Yamaha drive irritants
While I went through this entire process, the Yamaha
CDR-100 performed almost perfectly. It did what it was
told, had a nice collection of lights (disc, read,
write, x2, x4) to show me what it was doing, and
generally didn't cause any trouble. No, the few things
I didn't like were more things that irritated me rather
then being regular problems. First off, it's a caddy
drive; I hate them and normally buy nothing but sliding
tray drives, but I can live with this one (since the
usage on the recorder is much less then that of my
usual CD-ROM drive). Another annoyance is that the
drive doesn't appear to talk with software properly
when it doesn't have a disc avialable. Normally, a CD-
ROM that you try and access that doesn't have a disc in
it will immediately return an error saying the drive
isn't ready. That didn't always happen with some of
the software I used with the drive (like the DOS EZ-
SCSI drivers that Adaptec produces for my SCSI card).
What ended up happening with the problem software is
that the system would hang until I put a disc in; this
was most annoying (and first caught my attention) with
installation programs that go out and query every disk
drive on the system to find out things like how much
space they have on them. I think this is related to
another problem, which is that software that queries
what type of drive this is get told that it is a WORM
(write once read multiple, if I remember correctly)

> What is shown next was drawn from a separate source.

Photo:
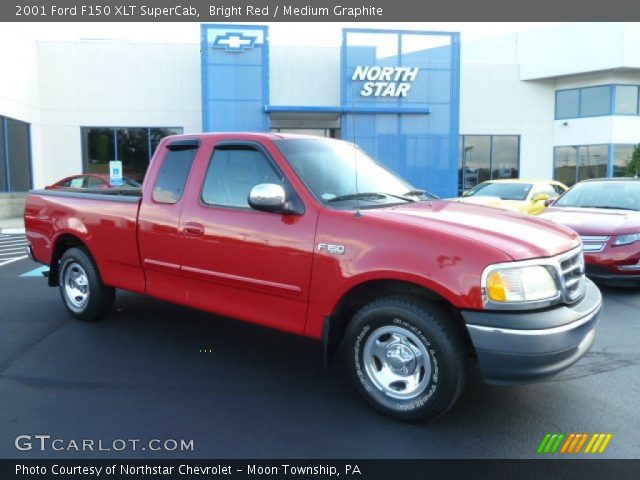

drive. While this is technically correct, the
different media type means that most software doesn't
believe this to be a CD-ROM drive, and accordingly
won't let you read files, give the drive a drive
letter, or play music CDs in it. This is fine for me;
after all, since I try and keep wear and tear off the
$1000 CD-R and on the CD-ROM that I could replace for
$100 instead, I use the cheap drive for reading and
music playing whenver possible. But if you need those
capabilities, there are supposed to be patches
available for Win 95 and NT that correct this "problem"
(the latest version of DOS EZ-SCSI talks to the WORM
drives--if yours doesn't, there's an upgrade patch
available from Adaptec). I really
don't care myself if any of my OSes can talk to the
drive, all I care about is that I can write to it,
which isn't impacted as long as I've got Easy-CD Pro.
What is probably the first weird things you'll notice
about the drive is that whenever you turn your computer
on, or finish writing a CD, the drive will eject its
contents. This is especially annoying to me because I
have a big file-server style tower case, with a closing
door over the main panel to keep wandering fingers away
from the buttons and switches (anyone who has ever
turned their computer off by accident by hitting the
switch unintentionally will see the value in this, and
parents with kids tall enough to hit the power switch
don't even need to be told why this is a good feature).
If I close the case front door, the Yamaha can't eject,
and it gets caught in this half-ejected limbo where it
won't do anything. I can't get the thing to take the
old disc back, it won't release the old one; it's an
incredible pain all around, and I can't get it to work
again without killing the power. Sure, it would nice
if all these things were fixed, but it's not like any
of them really get in my way. If the worst thing I
have to say about a piece of electronic equipment is
that I have to be careful to use it properly, I
certainly can't complain too much about that.